Государь не успел ответить, ибо появившийся постельничий Иван Море сообщил о прибытии к Иосифу монаха Даниила, у которого какое-то срочное и весьма важное известие.
Монах Даниил был ещё молод, сорока не исполнилось ему, но по глубине послушания и смирения многих и многих братьев Волоцкой обители превзошёл он, и Иосиф уже подумывал о том, чтобы завещать обитель именно Даниилу. Привезённое им известие оказалось и впрямь важным и очень неприятным – в Волоцкой обители произошёл бунт, несколько монахов из числа бывших богатых дворян возроптали против излишних строгостей, принялись мутить умы, утверждая, что, мол, пока монастырь тут живёт по своему строгому уставу, игумен Иосиф там, на Москве, роскошествует и предаётся всяческим московским наслаждениям. Иначе, мол, отчего это он всё назад не возвращается – собор давно свершился, еретиков пожгли, а он с лакомой московской жизнью никак проститься не может.

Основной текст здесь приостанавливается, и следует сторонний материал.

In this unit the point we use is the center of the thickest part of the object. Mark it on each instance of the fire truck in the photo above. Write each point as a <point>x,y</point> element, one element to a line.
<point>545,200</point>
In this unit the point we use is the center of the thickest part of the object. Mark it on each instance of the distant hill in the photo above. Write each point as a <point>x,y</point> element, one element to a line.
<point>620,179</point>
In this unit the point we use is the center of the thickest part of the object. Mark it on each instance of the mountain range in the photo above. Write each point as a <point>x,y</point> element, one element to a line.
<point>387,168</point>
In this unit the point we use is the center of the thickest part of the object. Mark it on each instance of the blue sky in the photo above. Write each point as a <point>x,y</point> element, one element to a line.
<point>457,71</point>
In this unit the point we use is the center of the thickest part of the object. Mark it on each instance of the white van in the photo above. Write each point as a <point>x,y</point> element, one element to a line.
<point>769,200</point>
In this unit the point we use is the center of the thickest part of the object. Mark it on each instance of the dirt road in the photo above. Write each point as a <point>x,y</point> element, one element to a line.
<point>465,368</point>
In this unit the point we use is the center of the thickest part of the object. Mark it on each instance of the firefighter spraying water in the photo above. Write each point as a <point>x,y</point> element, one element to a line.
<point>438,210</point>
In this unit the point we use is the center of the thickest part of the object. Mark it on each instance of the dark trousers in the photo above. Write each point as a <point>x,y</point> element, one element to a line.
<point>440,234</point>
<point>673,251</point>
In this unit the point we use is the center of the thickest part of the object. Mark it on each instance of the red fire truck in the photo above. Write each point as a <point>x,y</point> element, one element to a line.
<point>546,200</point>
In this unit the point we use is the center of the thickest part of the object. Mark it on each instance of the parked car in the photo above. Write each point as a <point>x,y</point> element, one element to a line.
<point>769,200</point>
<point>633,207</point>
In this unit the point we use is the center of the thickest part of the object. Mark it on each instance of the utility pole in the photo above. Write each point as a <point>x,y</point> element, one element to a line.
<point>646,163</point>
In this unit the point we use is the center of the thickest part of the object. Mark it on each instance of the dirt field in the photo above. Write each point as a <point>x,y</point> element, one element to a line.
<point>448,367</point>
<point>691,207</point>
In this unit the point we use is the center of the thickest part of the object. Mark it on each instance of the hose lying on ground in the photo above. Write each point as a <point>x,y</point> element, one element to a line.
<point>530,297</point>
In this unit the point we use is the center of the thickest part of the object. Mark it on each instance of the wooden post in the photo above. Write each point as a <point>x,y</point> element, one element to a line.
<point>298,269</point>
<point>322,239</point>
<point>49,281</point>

И надо же было явиться таким новостям именно в те минуты, когда между Иосифом и Иоанном наладилось столь важное общение! Но тут и за государем явились от Василия с нижайшей просьбой прибыть во дворец ради присутствия на приёме казанских послов. Мол, наглые казанцы желают видеться и вести переговоры с обоими великими князьями Московскими. На самом деле это означало, что татары не признают пока ещё власти Василия и не доверяют никаким переговорам с сыном Державного Ивана.
В итоге государь возвратился в свою келью только под вечер, усталый и немощный, даже отстоять вечернюю молитву сил у него не хватило – лёг в постель, а Иосиф домаливался и за него, и за себя, раз уж всё у них теперь на время стало общим. На другой день Иван снова отправился во дворец, удумав что-то ещё сказать казанским послам на прощанье, но, слава Богу, в масленичных увеселениях участвовать не стал. Вместо этого он и Иосиф отстояли вечерню в Благовещенской церкви Чудова монастыря, после чего Иосиф сказал, что завтра уж точно пора состояться намеченной исповеди.
– Нет, – возразил вдруг Державный, – не завтра.
– А когда же? – тотчас расстроился Иосиф, которому не терпелось поскорее закончить московское пребывание и отправиться в свою обитель усмирять мятеж.
– Сегодня, – ответил государь Иван. – Сейчас.
– А ты способен? – спросил игумен с сомнением. – Хватит сил у тебя?
– Сил достаточно. И хочется именно сейчас. Мне кажется, я как никогда готов к этой исповеди. Низы мои тяготят меня.
Они отправились в келью, где для них был уже накрыт ужин. Державный велел убрать всё со стола, всем удалиться и до самого завтрашнего утра не мешать им с Иосифом.
– Дверь я оставлю слегка открытой, – сказал Иван Иосифу, – а то ещё подумают о нас с тобой…
– Что подумают?! – возмущённо удивился Волоцкий игумен.
– А то… – с усмешкой откликнулся Иван. – Мерзавцы еретики со своей содомией столько соблазна в русские умы напустили, будто едкого дыму. Нынче на Москве того и слыхать, как шутят и байкуют о содомском грехе. Коли кто с кем особливо дружит, так тут уж начинают о них пакостные подозрения распространять. Мерзость содомская! Липкая она.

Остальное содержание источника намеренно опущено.